No referido julgado, o STF utilizando-se da teoria dos poderes implícitos, reconheceu que os Tribunais de Contas detém um poder geral de cautela, como um meio necessário para assegurar a efetividade da sua função de fiscalização.
Contudo, o posicionamento adotado pelo STF não tem apoio da maioria doutrinária brasileira. Para essa parcela de administrativistas, a aplicação do poder geral de cautela pelos Tribunais de Contas deve ser interpretada em estrita consonância com o texto constitucional. Assim, esse órgão de fiscalização não deteria o poder de sustar cautelarmente as contratações realizadas pelo Poder Público, pois no caso dos contratos, a CF/88 previu expressamente essa competência ao Poder Legislativo.
No que toca à expressão “decidirá a respeito”, contida na redação do art. 71, § 2° da CF/88. O significado dessa expressão não seria a autorização para decidir sobre a suspensão cautelar dos contratos administrativos, mas sim sobre a decisão dentro de sua competência para avaliar as contas dos administradores, seja aprovando ou reprovando as contas, e decidindo sobre a nulidade ou validade do contrato.
Por outro lado, há uma parcela da doutrina que endossa a posição adotada pelo Supremo Tribunal Federal. Sustenta essa parte da doutrina que as Cortes de Contas possuem um poder geral de cautela, conferido implicitamente pela Constituição Federal, pois a o texto constitucional não é capaz de prever expressamente todos os meios que um órgão ou entidade possuem para executar as suas funções. Quanto à expressão “decidirá a respeito”, defendem que a competência para sustar os contratos administrativos retorna para os Tribunais de Contas, quando decorrido o prazo de 90 dias e o Poder Legislativo ou o Executivo não efetivaram a sustação do contrato impugnado.
Ante o exposto, repisa-se, os Tribunais de Contas são instituições essenciais para garantir o bom emprego do dinheiro público na satisfação do interesse coletivo. Entretanto, considerando a partilha constitucional de competências, deverá ser revisto com cautela a competência dos Tribunais de Contas suspender cautelarmente os contratos administrativos. Nessa perspectiva, deve se atentar que essas sustações cautelares podem provocar o periculum in mora inverso, pois ao suspender a execução de um contrato poderá ter como resultado a interrupção de prestação de serviços essenciais à população ou a paralisação de obras que proporciona melhores condições para a sociedade, por exemplo. Ademais, outro ponto que merece atenção é aos danos causados às empresas privadas, que em alguns casos não guarda nenhuma relação com as possíveis irregularidades constatadas pelo órgão de fiscalização, podendo a suspensão de pagamentos aos serviços prestados ocasionar danos significativos na saúde da empresa, por exemplo.

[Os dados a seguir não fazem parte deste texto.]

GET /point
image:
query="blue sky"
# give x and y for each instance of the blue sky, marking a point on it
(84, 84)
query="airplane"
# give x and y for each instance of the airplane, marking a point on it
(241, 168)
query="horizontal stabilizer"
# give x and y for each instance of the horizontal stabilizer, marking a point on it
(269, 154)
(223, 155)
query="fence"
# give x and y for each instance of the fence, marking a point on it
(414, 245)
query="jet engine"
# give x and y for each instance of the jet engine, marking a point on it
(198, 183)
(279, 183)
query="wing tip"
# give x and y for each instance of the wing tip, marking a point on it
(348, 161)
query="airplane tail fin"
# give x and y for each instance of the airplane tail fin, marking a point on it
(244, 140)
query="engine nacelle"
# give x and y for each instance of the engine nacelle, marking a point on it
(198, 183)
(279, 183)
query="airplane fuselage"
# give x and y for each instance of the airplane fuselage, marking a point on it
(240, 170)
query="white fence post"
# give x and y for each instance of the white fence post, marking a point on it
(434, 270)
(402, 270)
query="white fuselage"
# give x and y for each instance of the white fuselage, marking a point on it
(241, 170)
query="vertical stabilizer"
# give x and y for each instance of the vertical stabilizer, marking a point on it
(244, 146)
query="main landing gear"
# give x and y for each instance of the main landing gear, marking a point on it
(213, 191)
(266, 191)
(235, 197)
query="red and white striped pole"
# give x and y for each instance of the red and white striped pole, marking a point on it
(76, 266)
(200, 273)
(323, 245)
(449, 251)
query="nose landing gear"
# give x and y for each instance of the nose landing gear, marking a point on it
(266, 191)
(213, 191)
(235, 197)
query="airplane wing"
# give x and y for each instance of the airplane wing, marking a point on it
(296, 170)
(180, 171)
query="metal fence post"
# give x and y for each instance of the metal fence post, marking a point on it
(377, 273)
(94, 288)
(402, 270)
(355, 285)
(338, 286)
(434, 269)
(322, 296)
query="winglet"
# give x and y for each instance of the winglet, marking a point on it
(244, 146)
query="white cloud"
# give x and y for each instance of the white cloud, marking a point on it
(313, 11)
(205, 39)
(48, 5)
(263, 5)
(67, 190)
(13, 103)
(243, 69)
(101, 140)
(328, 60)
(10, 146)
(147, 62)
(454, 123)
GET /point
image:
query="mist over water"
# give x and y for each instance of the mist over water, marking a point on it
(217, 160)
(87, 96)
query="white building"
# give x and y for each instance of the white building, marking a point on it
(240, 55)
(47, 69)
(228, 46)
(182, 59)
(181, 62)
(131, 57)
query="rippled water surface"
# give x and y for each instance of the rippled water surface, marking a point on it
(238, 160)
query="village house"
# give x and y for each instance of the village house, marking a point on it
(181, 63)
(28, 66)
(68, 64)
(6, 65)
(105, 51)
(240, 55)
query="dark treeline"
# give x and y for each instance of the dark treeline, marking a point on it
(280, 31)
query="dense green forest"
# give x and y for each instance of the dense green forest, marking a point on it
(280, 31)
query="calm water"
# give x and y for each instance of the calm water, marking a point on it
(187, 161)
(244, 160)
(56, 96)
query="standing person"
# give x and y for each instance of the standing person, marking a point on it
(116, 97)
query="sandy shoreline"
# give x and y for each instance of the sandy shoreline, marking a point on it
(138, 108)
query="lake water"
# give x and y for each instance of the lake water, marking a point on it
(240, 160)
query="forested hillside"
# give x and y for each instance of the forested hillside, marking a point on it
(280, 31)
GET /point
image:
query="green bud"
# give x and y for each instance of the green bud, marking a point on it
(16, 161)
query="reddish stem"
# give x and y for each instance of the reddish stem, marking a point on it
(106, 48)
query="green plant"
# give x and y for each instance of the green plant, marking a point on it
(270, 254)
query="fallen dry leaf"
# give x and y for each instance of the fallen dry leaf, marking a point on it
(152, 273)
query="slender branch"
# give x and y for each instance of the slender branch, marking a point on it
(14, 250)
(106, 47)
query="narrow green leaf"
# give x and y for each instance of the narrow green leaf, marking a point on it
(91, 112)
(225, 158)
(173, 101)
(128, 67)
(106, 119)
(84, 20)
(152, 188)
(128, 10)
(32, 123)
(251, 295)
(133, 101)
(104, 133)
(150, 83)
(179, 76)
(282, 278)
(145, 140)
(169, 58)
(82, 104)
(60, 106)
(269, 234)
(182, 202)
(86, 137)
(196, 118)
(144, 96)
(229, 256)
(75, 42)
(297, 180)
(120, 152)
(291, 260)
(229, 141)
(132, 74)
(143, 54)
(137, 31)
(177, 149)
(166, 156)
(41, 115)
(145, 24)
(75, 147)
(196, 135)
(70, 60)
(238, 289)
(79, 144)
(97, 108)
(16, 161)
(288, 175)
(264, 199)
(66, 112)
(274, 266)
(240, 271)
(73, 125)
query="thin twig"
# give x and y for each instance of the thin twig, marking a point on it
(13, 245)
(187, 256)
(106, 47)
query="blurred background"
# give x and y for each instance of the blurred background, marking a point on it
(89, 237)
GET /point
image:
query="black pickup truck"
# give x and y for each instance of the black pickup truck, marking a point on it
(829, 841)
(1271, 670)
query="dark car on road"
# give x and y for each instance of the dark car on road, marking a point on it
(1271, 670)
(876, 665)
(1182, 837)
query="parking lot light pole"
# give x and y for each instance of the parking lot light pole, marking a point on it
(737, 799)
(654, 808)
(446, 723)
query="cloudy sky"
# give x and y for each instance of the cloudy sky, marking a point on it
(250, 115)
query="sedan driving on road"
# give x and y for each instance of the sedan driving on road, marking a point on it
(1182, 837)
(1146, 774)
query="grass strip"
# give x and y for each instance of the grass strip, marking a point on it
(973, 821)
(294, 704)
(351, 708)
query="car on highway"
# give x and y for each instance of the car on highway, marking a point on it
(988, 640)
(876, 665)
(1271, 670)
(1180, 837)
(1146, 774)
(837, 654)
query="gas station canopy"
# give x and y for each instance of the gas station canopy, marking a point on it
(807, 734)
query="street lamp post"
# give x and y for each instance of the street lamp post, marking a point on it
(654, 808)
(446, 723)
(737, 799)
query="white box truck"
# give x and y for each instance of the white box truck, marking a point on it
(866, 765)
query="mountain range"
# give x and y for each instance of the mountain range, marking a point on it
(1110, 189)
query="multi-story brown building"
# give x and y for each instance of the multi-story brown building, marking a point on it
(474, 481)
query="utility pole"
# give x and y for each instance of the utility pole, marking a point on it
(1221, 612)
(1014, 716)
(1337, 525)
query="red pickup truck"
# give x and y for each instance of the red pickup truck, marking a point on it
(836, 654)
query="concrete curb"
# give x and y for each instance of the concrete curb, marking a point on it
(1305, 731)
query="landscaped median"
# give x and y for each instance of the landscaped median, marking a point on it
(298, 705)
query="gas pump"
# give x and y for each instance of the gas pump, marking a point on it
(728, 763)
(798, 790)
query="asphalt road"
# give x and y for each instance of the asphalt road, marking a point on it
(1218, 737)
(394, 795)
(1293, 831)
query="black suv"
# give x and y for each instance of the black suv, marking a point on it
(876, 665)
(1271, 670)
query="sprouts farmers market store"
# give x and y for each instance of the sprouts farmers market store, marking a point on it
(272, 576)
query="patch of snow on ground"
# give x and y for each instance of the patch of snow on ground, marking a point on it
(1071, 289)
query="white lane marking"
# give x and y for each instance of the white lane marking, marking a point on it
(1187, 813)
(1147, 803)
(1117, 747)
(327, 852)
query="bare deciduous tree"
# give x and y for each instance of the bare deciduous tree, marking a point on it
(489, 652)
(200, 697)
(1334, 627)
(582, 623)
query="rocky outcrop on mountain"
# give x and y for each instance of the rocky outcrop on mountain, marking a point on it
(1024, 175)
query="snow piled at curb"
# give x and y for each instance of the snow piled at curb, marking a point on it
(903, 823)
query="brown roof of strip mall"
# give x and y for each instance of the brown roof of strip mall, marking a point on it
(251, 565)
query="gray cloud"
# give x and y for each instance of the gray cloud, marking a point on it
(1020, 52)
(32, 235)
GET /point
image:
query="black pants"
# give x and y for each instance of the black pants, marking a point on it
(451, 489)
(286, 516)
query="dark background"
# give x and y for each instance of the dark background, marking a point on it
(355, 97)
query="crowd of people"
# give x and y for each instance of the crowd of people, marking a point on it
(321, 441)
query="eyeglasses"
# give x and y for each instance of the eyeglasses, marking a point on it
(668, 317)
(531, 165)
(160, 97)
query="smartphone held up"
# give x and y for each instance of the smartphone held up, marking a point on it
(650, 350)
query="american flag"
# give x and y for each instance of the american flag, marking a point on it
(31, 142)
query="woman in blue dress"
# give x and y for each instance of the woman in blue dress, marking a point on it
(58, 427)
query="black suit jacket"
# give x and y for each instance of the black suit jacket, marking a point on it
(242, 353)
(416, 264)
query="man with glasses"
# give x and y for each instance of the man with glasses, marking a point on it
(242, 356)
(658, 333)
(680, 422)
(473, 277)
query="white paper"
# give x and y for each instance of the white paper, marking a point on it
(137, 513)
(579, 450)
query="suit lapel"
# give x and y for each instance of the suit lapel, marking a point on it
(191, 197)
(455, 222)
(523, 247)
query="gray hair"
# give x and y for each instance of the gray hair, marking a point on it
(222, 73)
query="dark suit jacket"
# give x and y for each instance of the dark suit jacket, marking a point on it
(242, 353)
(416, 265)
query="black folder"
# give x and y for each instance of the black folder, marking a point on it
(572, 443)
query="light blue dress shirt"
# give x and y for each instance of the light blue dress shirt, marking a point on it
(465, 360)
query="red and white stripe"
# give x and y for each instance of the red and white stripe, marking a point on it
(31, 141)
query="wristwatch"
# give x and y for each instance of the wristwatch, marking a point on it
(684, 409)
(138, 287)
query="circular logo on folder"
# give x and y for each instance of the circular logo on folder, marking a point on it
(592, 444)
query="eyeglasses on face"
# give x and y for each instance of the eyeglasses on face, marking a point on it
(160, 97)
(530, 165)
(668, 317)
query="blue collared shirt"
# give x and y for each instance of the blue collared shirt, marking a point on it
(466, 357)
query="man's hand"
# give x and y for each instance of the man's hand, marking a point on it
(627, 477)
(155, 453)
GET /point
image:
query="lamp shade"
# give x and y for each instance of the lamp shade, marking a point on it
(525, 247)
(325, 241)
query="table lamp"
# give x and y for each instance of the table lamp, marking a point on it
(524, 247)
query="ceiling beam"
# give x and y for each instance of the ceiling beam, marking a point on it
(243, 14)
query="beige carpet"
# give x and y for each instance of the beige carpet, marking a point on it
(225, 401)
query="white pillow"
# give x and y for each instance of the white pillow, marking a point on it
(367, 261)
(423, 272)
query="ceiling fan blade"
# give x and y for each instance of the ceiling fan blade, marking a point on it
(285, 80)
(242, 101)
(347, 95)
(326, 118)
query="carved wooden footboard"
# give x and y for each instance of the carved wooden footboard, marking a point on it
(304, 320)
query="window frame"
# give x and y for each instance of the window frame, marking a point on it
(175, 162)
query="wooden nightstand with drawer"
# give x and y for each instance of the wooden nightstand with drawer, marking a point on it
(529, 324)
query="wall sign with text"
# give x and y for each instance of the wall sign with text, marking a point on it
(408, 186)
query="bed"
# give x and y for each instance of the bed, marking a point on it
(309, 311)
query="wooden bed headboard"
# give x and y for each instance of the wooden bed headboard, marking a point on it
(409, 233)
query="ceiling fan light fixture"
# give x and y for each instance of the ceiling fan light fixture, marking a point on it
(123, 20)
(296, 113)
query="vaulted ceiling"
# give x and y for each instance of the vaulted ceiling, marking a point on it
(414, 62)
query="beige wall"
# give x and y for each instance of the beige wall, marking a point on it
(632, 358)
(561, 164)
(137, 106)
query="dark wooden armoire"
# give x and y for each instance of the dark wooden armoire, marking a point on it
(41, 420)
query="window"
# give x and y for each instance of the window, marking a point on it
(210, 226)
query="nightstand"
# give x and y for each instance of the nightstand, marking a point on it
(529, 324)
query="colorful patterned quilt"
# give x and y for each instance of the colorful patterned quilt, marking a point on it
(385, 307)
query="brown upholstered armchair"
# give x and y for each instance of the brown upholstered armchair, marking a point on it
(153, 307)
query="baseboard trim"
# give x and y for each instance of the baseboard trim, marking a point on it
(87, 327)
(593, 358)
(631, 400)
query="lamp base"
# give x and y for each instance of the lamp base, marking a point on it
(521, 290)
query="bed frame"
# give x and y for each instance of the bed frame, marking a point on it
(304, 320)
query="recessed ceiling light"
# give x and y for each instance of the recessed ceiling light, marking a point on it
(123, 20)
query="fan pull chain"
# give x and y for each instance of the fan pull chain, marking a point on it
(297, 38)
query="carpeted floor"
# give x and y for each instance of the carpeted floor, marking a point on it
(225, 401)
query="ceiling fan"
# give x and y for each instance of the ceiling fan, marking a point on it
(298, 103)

Portanto, a sustação cautelar de contratos administrativos pelas Cortes de Contas vai além de questões de repartição de competências constitucionais, mas reflete na concretização dos interesses públicos, tendo em vista que os contratos administrativos são os meios utilizados pela Administração Pública para consubstanciar os interesses da sociedade.